Mesleğim nedeniyle şans bazen yüzüme güldü ve çocukluk kahramanım Muzaffer İzgü ile tanıştım, röportajlar yaptım. 2001 sonunda Alsancak’taki evine konuk oldum, birkaç saat söyleştik. Yazarı kitap fuarlarında, edebiyat etkinliklerinde dinlediğimiz, onunla İzmir göğünün altında buluştuğumuz için de şanslıydık aslında. Adana’da doğup büyüyen yazar, kendisini İzmir’e bir tutkunun getirdiğini söylemişti. İlkokulda Ödemişli Leman öğretmen, incirinden üzümüne hatta güzel hanımlarına dek öyle anlatırmış ki bu kenti, İzgü için İzmir, “adını duyunca heyecanlandığı bir yer” olmuş. “Aşığım” dediği İzmir’e yerleşmesi, 1978’de öğretmenlikten emekli olduktan sonra. Aynı havayı solumaktaki şansımız boşa değil çünkü edebiyat tarihine bıraktığı eserlerinin yarısını, İzmir havasıyla yazdığını anlatmıştı:

“Büyük kenti Alsancak’ta, Karşıyaka’da, Güzelyalı’da görebilirsiniz. Diyelim canım sıkıldı, büyük kenti görmek istemiyorum; Balıkesir, Aydın gibi bir kentte gezmek istiyorum. Hatay tarafına giderim. Kordon’a çıkınca dünyalar benim oluyor. Buradaki dükkânlar bir Avrupa kentinin mağazaları gibi. Ama Kemeraltı’nda Turgutlu’nun, Söke’nin çarşısını yaşayabilirsiniz. Hele Tilkilik’i gezerseniz aman Allah’ım! Dünyanın en güzel yeri. Hepsini bir arada yaşayabiliyorsunuz İzmir’de. Bu yürüyüşlerde dolduruyorum makineyi. Sonra rahatlıkla yazıyorum.”

ÇAĞDAŞ NASREDDİN HOCA

Öykülerinde, adına bir ödül aldığı Nasreddin Hoca’nın didaktik olmayan tekniğini uyguluyordu İzgü. “Bir işi uzmanına yaptırın, demez de fıkra anlatır” derken fıkra ardından gelmişti: “Hoca ağaçtan düşmüş. Biri ‘Ayağını çekin’, biri ‘Sırtüstü yatırın’ demiş. Hoca da ‘Bana ağaçtan düşen birini bulun getirin’ demiş.” Peki, İzgü’nün hikâyelerine bu teknik nasıl yansıyor? “Çocuklara güçsüzden yana olmayı, yurt sevgisini öğretiyorum. Ama bunların hiçbirini doğrudan vermiyorum. Onlar da sevmez didaktik yapıtları” diyordu. 12 kitaplık bir dizide çılgın, çocuk ruhlu anneanneyle buluşturuyor okurunu. Ökkeş serisinde, annesi olmayan çocukların da mutlu olabileceğini gösteriyor. Okullara en çok giden yazardır herhalde kendisi. Öğrenciler, bir süper star gibi karşılıyordu onu; ıslıklarla, alkışlarla…  “Bir yazar Mustafa Sandal gibi karşılanıyorsa o ülkenin geleceğinden korkmuyorum” diye umutla karşılıyordu bu manzarayı.

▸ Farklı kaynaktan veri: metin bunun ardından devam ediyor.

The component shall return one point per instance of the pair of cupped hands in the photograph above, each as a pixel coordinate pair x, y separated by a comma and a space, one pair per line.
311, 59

Bizim çağdaş Nasreddin Hoca’mız, bütün o mizahına rağmen “sıkılmış çamaşır gibi rahatsız” bir yazardı. Ne de olsa Türkiye’den kara mizah hikâyeleri anlatıyordu. Kaymakama yağ çeken memurlar, kendi kendine konuşanlar, ev sahipleri, kiracılar, yoksullar, öksüzler, resim sergilerine içmeye giden “sanatseverler”… “Yazar, rahatsız olan insandır” diyordu. Tüm rahatsızlıklarını, “topsuz tüfeksiz bir silahtır” dediği mizaha dönüştürüyordu. Örneğin “kız kurusu” sözünden rahatsız olmuş, “Lütfen Kızımla Evlenir misin?” oyununu yazmış. Politikacıların yoluna neden kırmızı halı serildiğini hiç düşündünüz mü? İzgü düşünmüştü. “Çünkü yolda yürümesini bilmiyorlar. Halı, nerede yürüyeceklerini gösteriyor.”

Yazdıkça rahatlıyor muydu peki? Hayır. “Hep sıkılmış çamaşır gibiyim” diyordu. Okuyucusunu da öyle bırakmamak için öykülerine gülme öğesi koyuyordu ama İzgü’nün sıkılmışlığı değişmiyordu. Çünkü ülkede çok az şey değişiyordu. Hâlâ çok az şey değişiyor; bazı şeyler çok hızlı değişiyormuş gibi görünse de… Artık siyah önlüklü çocuklar yok. Öğretmen çoğunluğu, her hafta rehberlik saatini öğrencilere kitap okuyarak geçirmiyor. Okusalar da sırasında oturup dinleyecek öğrenciler yok belki; teknoloji, çocukları yerinden etti. Kitabı doğum günü hediyesi olarak banal bulmayan kaç kişi kaldık? Fakat yoksulluk, eşitsizlik, adaletsizlik bâki; keza gecekondular, adam kayırmacılık, ayrımcılık, yozlaşma, politik yalancılık… Muzaffer İzgü, sadece gazetelere gülmece yazıları yazsaydı devri gelip geçer miydi? Yaşamadıklarımız üzerine kesin yargıda bulunamayız ama bana göre İzgü, bu sefer de basın tarihinden adını duyururdu. Ondan bağımsız söyleyelim; gazete yazıları gelir geçer fakat edebiyat öyle mi? İnsanlığın ahvalini iyi ki öykülere dönüştürmüş. Edebiyat kalıcı olmasaydı İzgü’nün ilkokul öğrencisiyken yazdığı, okulun duvar gazetesinde yayımlanan; okusunlar diye başöğretmenini, sokaktan geçenleri hatta evden babasını tutup getirdiği “Yaprağın Öyküsü”nü konuşur muyduk şimdi? Evet, sürpriz sona geldik. İzgü’nün yakın çevresi dışında kimsenin okumadığı ilk öyküsünden bir pasajla bitirelim yazıyı. Edebiyatçının devridaimine saygıyla…

“Yaprak ağaçtan düşüyor. ‘Kardeşlerimden ayrılıyorum’ diyor. Ama bir bakıyor aşağıda dereyi görüyor. ‘Dereden çaya karışacağım. Irmaktan denize gideceğim. Öyleyse ben özgürlüğe gidiyorum’ diyor.”